Say let’s define $latex F(w) = \frac{1}{2 \pi} \int f(t) e^{-i wt} dt$ and the inverse transform
$latex \hat{f}(t)= \int F(w) e^{i w t}dw = f(t)$. So we expect
$latex f(t)=\frac{1}{2 \pi} \int \int f(\tau) e^{-i w\tau} d\tau e^{iwt}dw$
$latex =\frac{1}{2 \pi} \int \int f(\tau) e^{i w(t-\tau)} d\tau dw$
$latex \overset{*}{=}\int f(\tau) \left[\frac{1}{2 \pi}\int e^{i w(t-\tau)} dw\right] d\tau $
So one can finish the proof as we can show that $latex \frac{1}{2 \pi}\int e^{i w(t-\tau)} dw=\delta(t-\tau)$, note that
$latex \frac{1}{2 \pi}\int_{-\infty}^{\infty} e^{i w(t-\tau)} dw=\lim_{L \rightarrow \infty} \frac{1}{2 \pi}\int_{-L}^{L} e^{i w(t-\tau)} dw$
$latex = \frac{1}{2 \pi}\frac{e^{i w(t-\tau)}}{i(t – \tau)}|_{-L}^{L}$
$latex = \frac{\sin(L(t-\tau))}{(t-\tau)\pi}=\delta(t-\tau)$ as $latex L\rightarrow \infty$.
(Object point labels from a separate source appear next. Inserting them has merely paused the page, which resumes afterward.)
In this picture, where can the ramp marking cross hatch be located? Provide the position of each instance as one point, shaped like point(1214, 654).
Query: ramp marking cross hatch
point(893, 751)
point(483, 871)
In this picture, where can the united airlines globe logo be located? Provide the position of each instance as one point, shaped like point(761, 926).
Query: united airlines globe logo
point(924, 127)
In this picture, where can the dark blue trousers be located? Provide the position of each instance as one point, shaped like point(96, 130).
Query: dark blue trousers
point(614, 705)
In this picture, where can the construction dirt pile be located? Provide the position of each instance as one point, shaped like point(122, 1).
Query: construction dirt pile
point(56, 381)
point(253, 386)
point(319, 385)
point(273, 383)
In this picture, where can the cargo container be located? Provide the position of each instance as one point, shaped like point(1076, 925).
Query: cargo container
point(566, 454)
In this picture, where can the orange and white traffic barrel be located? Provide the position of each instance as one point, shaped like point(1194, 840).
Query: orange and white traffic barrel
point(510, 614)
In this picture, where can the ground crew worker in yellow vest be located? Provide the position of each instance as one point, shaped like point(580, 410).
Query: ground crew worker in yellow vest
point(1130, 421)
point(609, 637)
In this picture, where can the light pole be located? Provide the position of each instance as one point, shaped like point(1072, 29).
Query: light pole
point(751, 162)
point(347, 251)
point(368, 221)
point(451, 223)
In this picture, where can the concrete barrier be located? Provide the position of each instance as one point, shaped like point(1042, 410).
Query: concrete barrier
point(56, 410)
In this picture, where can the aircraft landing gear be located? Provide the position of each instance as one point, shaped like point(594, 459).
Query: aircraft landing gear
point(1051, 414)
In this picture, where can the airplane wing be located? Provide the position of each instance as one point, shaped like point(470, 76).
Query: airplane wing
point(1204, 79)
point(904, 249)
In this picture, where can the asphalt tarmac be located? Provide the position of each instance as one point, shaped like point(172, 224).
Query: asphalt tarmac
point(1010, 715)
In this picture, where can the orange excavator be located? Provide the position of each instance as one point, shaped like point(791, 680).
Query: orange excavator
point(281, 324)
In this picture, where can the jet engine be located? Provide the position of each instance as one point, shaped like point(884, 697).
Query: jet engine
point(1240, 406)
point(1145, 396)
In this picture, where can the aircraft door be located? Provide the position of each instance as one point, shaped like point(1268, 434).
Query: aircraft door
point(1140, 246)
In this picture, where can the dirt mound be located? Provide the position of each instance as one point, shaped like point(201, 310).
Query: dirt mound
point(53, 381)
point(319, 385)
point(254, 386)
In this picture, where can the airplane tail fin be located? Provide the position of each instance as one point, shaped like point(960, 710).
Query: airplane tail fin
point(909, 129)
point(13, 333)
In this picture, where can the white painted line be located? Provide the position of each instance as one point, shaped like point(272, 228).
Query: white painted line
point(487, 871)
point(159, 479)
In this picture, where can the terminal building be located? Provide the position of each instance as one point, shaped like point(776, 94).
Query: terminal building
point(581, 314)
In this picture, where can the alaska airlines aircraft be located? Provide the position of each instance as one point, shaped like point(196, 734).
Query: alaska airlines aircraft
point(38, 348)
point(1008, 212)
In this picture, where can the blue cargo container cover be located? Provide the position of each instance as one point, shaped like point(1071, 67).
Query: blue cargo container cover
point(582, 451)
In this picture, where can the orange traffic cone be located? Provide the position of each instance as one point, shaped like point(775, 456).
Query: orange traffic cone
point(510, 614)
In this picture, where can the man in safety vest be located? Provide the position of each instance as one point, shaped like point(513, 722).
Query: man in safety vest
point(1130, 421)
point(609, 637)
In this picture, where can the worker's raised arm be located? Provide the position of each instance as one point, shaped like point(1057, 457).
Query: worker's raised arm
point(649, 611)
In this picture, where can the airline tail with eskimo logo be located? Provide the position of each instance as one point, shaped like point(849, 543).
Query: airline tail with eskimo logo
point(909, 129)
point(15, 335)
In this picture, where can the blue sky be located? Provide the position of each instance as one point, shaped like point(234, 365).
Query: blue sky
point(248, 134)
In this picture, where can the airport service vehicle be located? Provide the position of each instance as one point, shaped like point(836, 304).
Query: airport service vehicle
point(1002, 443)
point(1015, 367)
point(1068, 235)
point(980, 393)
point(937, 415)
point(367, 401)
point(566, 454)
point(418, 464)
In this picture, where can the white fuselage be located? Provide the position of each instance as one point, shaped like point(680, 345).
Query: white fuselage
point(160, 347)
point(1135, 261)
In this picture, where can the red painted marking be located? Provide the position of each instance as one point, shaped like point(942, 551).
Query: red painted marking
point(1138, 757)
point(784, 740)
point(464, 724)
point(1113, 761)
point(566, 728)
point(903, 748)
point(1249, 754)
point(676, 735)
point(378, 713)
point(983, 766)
“Intuitively”, the above does appear to be a $latex \delta$-function. A more rigorous proof is shown here. For elementary proof, once we accept that it is a $latex \delta$-function, we just want to verify that normalization factor is right, i.e., $latex \int \frac{\sin(Lx)}{x}dx=\pi$. Note that
$latex \int \frac{\sin(Lx)}{x}dx=\int \frac{\sin(Lx)}{Lx}d(Lx)=\int \frac{\sin(x’)}{x’}dx’$, where the last term is shown to be $latex \pi$ by complex calculus.
N.B. Strictly speaking, $latex *$ is wrong as the hypothesis of Fubini algorithm is not satisfied as stated here
.